A few of the previous participants include the Autry Museum, Beverly Hills Public Library, Bison Archives, California African American Museum, Cal State Universities, Center for the Study of Political Graphics, Chinese Historical Society of Southern California, County of Los Angeles, Eighth & Wall Inc., Fairchild Photos, Filipino American Library, Getty Center, Huntington Library, Historical Society of Long Beach, Los Angeles Public Library History Department, Workman and Temple Homestead Museum, Japanese American National Museum, La Senora Research Institute, LA84 Foundation, Libraries of the Claremont Colleges, Loyola Marymount University, Mayme A. Clayton Library, Occidental College, ONE National Gay & Lesbian Archives, Pico Rivera Heritage Society, Santa Monica Library, Seaver Center and Natural History Museum, Shildler Collection of Southern California Ephemera, Society of California Archivists, Southern California Genealogical Society, Southern California Library for Social Research, St.

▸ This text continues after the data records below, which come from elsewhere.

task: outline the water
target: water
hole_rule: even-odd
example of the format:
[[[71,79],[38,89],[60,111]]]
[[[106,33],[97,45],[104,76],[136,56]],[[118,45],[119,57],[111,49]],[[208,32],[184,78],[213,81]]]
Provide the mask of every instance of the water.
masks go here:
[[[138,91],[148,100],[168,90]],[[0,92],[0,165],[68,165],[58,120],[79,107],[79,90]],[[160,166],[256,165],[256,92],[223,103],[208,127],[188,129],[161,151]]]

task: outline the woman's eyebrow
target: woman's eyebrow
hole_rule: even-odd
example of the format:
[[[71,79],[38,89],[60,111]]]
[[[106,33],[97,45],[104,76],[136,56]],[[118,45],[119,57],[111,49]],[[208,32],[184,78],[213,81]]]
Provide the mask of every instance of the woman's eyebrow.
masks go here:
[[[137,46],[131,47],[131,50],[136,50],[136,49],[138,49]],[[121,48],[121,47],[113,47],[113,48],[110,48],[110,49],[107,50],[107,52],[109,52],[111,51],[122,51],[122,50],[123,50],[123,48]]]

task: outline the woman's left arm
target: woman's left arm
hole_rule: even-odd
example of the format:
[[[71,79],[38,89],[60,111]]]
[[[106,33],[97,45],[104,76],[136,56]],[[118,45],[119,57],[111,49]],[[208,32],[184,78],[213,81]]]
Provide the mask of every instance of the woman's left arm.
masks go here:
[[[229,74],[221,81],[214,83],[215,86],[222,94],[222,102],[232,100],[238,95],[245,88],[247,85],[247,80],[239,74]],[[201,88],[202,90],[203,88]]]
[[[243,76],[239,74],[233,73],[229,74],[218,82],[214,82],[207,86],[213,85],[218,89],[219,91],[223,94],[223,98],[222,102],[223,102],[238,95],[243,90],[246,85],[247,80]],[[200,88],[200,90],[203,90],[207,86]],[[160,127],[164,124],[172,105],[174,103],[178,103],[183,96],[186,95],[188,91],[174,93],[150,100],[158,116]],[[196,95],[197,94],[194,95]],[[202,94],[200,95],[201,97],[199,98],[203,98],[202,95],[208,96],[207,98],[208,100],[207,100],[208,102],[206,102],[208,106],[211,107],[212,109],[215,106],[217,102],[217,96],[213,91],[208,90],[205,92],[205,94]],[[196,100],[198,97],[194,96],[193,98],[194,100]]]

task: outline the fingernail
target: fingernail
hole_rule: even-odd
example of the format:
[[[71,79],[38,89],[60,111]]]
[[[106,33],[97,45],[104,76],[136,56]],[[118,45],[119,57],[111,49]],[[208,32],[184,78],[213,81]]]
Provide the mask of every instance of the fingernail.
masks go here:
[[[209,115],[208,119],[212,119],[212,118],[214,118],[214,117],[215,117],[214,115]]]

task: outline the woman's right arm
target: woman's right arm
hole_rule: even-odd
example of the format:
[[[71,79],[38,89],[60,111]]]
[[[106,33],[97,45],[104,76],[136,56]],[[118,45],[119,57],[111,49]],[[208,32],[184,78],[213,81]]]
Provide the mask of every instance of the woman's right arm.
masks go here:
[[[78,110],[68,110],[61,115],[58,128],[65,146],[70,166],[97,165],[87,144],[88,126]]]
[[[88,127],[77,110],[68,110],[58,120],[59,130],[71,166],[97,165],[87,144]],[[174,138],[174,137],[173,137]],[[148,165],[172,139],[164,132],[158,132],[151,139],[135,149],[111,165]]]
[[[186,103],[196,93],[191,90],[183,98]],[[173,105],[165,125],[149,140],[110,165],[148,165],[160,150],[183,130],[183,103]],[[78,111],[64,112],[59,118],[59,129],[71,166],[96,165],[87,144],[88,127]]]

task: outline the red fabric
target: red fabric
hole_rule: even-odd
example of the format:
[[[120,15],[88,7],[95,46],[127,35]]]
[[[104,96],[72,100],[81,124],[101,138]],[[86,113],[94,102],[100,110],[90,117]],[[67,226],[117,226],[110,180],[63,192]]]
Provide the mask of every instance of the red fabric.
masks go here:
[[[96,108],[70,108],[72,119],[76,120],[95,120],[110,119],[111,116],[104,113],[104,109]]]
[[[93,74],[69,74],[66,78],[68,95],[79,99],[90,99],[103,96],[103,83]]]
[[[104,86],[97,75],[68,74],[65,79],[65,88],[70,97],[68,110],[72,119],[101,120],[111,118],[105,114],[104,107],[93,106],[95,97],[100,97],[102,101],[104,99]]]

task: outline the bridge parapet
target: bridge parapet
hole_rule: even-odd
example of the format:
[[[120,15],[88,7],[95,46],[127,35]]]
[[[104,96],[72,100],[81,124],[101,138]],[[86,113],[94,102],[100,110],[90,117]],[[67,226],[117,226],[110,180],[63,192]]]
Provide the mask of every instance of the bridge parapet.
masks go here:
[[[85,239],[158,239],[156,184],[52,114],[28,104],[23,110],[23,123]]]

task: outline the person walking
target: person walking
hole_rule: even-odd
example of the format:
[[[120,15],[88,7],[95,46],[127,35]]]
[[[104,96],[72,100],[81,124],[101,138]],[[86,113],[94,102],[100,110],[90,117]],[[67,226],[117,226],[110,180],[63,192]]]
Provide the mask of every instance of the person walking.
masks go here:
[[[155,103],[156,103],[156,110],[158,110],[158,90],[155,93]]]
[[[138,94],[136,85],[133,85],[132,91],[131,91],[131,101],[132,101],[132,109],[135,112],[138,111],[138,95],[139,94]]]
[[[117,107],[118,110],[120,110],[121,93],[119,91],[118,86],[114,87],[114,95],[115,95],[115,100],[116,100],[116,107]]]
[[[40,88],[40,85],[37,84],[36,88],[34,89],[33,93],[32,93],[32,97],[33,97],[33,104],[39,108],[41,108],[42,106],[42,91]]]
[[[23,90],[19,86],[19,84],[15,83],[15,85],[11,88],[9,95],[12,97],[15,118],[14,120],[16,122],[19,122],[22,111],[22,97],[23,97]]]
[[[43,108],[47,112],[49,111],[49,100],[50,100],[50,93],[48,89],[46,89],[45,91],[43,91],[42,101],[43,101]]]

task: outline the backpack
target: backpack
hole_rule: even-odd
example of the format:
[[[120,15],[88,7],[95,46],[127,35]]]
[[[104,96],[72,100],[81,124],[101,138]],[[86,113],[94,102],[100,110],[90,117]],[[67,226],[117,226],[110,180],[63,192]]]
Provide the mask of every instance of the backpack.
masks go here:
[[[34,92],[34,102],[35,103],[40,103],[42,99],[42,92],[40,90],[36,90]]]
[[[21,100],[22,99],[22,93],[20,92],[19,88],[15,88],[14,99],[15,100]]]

Vincent's Medical Center, UCLA Film & Television Archive and USC Special Collections among many others.

This event is always free and open to the public.

Wednesday, February 15, 2012

Bishop Conaty's books

The archive at Los Angeles Loyola High School is recovering some of Bishop Conaty's books donated to the school back in the early 1900's.  

 This is an 1872 French first edition of Latin chant published in Montreal with stamping from Montreal College.  There are dated annotations in Conaty's hand on the end papers.

Sunday, February 12, 2012

7:30pm Strub Theater ---Trial by Fire! you are invited! Feb 23rd...

The Loyola Marymount University College of Communication and Fine Arts and Mayme A. Clayton Museum invite you to a rare reading performance of the George Dunne, S.J. (LHS ’22; LU’26) play Trial by Fire.

Recently “re-discovered” in the university archives, this courtroom drama depicts an overwhelming local racial tragedy and the staggering injustice that followed.  Based on a true story from a 1946 murder case in a Los Angeles suburb and directed by LMU’s Marieclare Costello, an extraordinary cast of twenty-eight students, alumnae and faculty are gathering tell this meaningful and shocking story.   In addition the audience is brought into the action of the play by serving as coroner’s jury and inquest spectators. 

On Thursday February 23rd at 7:30pm in the Strub Theater on the beautiful Westchester campus of Loyola Marymount University join us for this first public performance of this powerful play in over fifty years.  Future dates are being lined up in a former Los Angeles County Superior Courtroom that now is home to the Mayme A. Clayton Library and Museum.